Sept 9, 2017 (Windy Hill Beach, South Carolina) — Is aging a disease that can be treated? A paper published this week in the Journal of the American Geriatrics Society describes why and how senescence researchers are planning preclinical human trials of senolytic drugs. Their abstract states that “In studies in animals, targeting senescent cells using genetic or pharmacological approaches delays, prevents, or alleviates multiple age-related phenotypes, chronic diseases, geriatric syndromes, and loss of physiological resilience. Among the chronic conditions successfully treated by depleting senescent cells in preclinical studies are frailty, cardiac dysfunction, vascular hyporeactivity and calcification, diabetes mellitus, liver steatosis, osteoporosis, vertebral disk degeneration, pulmonary fibrosis, and radiation-induced damage.” The research, they write, “could transform geriatric medicine by enabling prevention or treatment of multiple diseases and functional deficits”. The following story about the research published in today’s Boston Herald prompted me to look for the journal article. Some of the highlights from the Herald story:
* The therapy aims to correct a phenomenon known as senescence, which is when human cells become zombie-like — they are not active, but they fail to undergo the programmed death that normally occurs at the end of a cell’s lifespan. Although their activity ceases, they give off inflammatory proteins that can cause a variety of diseases, including cancer.
* “I see a future where people will go in and have a dose of this, and reset their clock,” said Harvard University geneticist David Sinclair. “This is one of the biggest developments in the last decade in aging research and in medicine. If it works, it will be transformational for human health.”
FOUNTAIN OF YOUTH?
Sep 9 2017
A new class of anti-aging therapy is poised for human trials, opening the door to an era of “eternal youth” medicine straight from the pages of a science-fiction novel, say local researchers. “I see a future where people will go in and have a dose of...read more...
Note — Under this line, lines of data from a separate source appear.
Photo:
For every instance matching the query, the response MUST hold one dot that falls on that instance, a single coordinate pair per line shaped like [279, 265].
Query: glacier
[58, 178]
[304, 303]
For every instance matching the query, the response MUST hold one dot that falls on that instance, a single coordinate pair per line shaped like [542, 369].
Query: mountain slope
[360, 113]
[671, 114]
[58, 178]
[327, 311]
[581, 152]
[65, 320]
The journal article that this story refers to is
Kirkland, J. L., Tchkonia, T., Zhu, Y., Niedernhofer, L. J. and Robbins, P. D. (2017), The Clinical Potential of Senolytic Drugs. Journal of the American Geriatrics Society. doi: 10.1111/jgs.14969
The abstract is freely available online at http://onlinelibrary.wiley.com/wol1/doi/10.1111/jgs.14969/abstract where you can access the full article for $6.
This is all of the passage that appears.